Mais où sont les programmes des partis ?

Une campagne terne entachée de pratiques douteuses et par l'absence du président.
Une campagne terne entachée de pratiques douteuses et par l'absence du président.

Déprimante est cette campagne électorale! Déprimante et épuisante à la fois tellement il est impossible d'imaginer qu'un jour, il reviendrait aux partis politiques à convaincre les masses populaires plutôt d'aller voter que d'opter pour leurs programmes.

Et quels programmes pardi ? Du grand vide à perte de vue. En effet, un programme politique n'est pas un croquis ou un gadget de campagne qui se résume en des slogans pompeux à débiter avec des renforts de vivats mais un contenu, une logique, des objectifs à atteindre sur le court et le long terme, une stratégie, etc. C'est pourquoi quand un politique élabore son programme, il devrait normalement se poser des questions sur son sens et sa portée: Pour qui il est destiné? Pourquoi faire? Satisfera-t-il vraiment l’électorat? Comment peut-on le mettre en œuvre rapidement, et à moindre coût?
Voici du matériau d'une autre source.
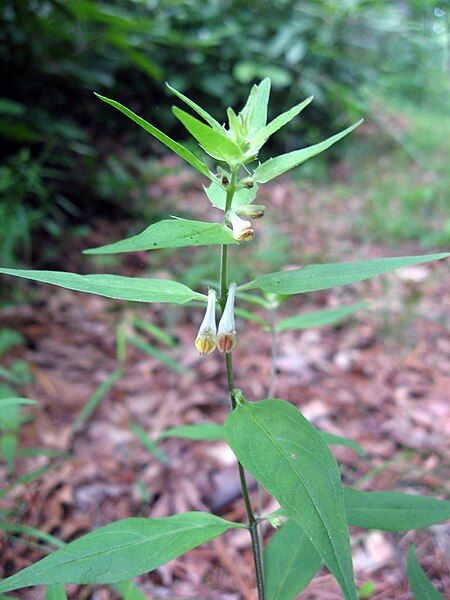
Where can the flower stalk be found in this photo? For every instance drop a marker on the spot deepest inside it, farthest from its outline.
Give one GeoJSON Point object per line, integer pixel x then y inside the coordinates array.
{"type": "Point", "coordinates": [252, 521]}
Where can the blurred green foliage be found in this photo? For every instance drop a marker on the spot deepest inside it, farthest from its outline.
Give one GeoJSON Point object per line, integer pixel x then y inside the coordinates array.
{"type": "Point", "coordinates": [64, 152]}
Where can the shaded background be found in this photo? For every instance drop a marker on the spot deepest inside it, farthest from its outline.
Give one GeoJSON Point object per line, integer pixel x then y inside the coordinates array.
{"type": "Point", "coordinates": [75, 174]}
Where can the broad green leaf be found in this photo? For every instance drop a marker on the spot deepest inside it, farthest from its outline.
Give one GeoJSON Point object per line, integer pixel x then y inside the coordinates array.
{"type": "Point", "coordinates": [149, 444]}
{"type": "Point", "coordinates": [289, 457]}
{"type": "Point", "coordinates": [183, 152]}
{"type": "Point", "coordinates": [277, 166]}
{"type": "Point", "coordinates": [421, 586]}
{"type": "Point", "coordinates": [214, 431]}
{"type": "Point", "coordinates": [258, 113]}
{"type": "Point", "coordinates": [290, 562]}
{"type": "Point", "coordinates": [135, 289]}
{"type": "Point", "coordinates": [4, 402]}
{"type": "Point", "coordinates": [98, 395]}
{"type": "Point", "coordinates": [171, 233]}
{"type": "Point", "coordinates": [216, 144]}
{"type": "Point", "coordinates": [337, 440]}
{"type": "Point", "coordinates": [313, 278]}
{"type": "Point", "coordinates": [264, 134]}
{"type": "Point", "coordinates": [393, 511]}
{"type": "Point", "coordinates": [121, 550]}
{"type": "Point", "coordinates": [217, 196]}
{"type": "Point", "coordinates": [55, 591]}
{"type": "Point", "coordinates": [199, 431]}
{"type": "Point", "coordinates": [319, 318]}
{"type": "Point", "coordinates": [198, 109]}
{"type": "Point", "coordinates": [144, 346]}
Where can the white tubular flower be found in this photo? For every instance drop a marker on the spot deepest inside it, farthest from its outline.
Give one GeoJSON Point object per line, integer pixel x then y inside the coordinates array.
{"type": "Point", "coordinates": [205, 342]}
{"type": "Point", "coordinates": [226, 335]}
{"type": "Point", "coordinates": [242, 230]}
Dans quelles circonstances, par quels moyens et pour quel intérêt? Malheureusement, ces considérations-là et bien d'autres encore semblent être balayées d'un coup des propos des candidats aux législatives du 04 mai prochain!

Loin d'emballer, la plupart des meetings sonnent creux dans une atmosphère générale des plus repoussantes. Celle-ci rappelle étrangement, d'ailleurs, le cas d'une majorité de pessimistes qui se plaignent tout le temps du vent et de bien d'autres optimistes qui, en les contredisant, espèrent qu'il change alors que «la lucidité» qui peut ajuster les voiles du navire de la nation est aux abonnés absents. Le problème, c'est que depuis plus d'une quinzaine d'années, toutes les campagnes électorales qui sont menées en Algérie se complaisent dans cette fade monotonie.
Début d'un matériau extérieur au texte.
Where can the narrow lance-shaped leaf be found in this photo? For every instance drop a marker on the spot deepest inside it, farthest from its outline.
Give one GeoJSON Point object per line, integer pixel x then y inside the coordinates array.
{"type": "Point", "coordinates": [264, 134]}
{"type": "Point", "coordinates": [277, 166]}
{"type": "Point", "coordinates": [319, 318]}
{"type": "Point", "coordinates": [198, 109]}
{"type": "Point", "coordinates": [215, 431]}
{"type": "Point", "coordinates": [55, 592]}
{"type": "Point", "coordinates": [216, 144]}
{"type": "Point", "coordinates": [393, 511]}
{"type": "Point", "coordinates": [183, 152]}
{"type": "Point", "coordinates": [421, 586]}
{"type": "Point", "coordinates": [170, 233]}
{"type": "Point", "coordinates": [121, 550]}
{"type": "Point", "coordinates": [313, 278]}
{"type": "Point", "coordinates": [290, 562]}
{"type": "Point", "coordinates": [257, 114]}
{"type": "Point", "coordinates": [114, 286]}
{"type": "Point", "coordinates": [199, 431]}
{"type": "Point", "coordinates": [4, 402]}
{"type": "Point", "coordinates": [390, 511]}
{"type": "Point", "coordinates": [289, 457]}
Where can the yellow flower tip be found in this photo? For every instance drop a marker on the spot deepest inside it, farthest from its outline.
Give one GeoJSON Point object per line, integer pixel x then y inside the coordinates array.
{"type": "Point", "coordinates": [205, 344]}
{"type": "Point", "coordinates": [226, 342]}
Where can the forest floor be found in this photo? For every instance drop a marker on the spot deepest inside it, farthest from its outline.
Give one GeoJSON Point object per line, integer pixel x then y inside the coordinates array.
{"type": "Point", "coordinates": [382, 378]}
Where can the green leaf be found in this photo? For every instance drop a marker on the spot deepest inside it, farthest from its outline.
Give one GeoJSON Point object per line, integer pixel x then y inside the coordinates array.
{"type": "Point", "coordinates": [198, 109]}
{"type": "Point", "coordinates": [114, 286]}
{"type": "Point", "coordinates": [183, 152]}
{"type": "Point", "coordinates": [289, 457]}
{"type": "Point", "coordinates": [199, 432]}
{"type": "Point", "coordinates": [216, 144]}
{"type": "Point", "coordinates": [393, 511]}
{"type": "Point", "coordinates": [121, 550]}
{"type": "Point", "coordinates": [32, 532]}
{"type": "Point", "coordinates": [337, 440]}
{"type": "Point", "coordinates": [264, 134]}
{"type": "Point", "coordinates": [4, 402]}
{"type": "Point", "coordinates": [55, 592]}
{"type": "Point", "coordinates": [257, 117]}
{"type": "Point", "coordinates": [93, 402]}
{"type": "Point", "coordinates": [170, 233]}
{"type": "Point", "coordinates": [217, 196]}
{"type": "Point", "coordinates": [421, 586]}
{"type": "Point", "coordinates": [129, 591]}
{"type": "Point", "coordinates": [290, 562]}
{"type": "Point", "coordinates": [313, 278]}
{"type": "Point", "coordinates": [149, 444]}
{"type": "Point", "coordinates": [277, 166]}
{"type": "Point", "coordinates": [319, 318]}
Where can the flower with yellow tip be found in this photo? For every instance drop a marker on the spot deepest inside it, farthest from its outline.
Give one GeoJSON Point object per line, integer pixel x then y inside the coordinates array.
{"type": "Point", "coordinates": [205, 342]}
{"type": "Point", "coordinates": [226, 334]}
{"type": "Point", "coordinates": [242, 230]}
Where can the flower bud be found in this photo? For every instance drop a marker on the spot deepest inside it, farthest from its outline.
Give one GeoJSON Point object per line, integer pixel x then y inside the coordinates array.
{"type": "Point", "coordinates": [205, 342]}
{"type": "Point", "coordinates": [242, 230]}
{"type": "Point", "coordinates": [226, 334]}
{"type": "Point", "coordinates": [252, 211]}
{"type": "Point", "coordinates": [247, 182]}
Ayant amorti les ressorts de la citoyenneté, elles n'ont fait qu'ancrer la culture du boycott dans les esprits. Mais l'erreur est à qui? Certainement aux partis politiques eux-mêmes qui ne savent pas innover leurs pratiques, recycler leurs discours, renouveler leurs stratégies de conquête, convaincre et galvaniser le public. Pour s'attirer la sympathie de ce dernier, il faut certes un discours de qualité mais aussi de la logique, la cohérence, la sincérité et "la raisonnabilité", si l'on peut la décrire ainsi, des promesses. Or, force est de constater que le niveau de performance lors de cette campagne est pitoyable.
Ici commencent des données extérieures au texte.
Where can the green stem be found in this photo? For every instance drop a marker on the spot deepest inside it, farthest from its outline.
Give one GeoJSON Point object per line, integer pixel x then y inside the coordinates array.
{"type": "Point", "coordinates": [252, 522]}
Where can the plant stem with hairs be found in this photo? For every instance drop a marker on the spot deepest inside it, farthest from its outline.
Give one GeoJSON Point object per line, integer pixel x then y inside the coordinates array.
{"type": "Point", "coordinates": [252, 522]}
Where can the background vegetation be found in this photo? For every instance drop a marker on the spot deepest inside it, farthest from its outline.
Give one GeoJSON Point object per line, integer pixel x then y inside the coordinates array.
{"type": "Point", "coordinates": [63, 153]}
La majorité des candidats n'ont pas pu se débarrasser des miasmes des petites cuisines populistes. Ils surfent trop, par exemple, sur l'idéologique et oublient l'économique. Mais que mangeront nos enfants demain ? De quoi leur avenir sera-t-il fait ? Leur léguera-t-on quelque chose à même de garantir leur "sécurité alimentaire" dans un monde des plus incertains ? Ou aura-t-on toujours recours à monsieur pétrole ? Et si celui-ci vient par hasard à s’épuiser, mangera-t-on des pierres comme l'a déjà prédit, le président Bouteflika lui-même, un jour lors de l'une de ses harangues ? Ou se rendra-t-on, les mains en l'air, au verdict du tonton F.M.I et de ses recettes néolibérales?En tous cas, cette campagne est l'occasion ou jamais de casser cette armure-là des secrets.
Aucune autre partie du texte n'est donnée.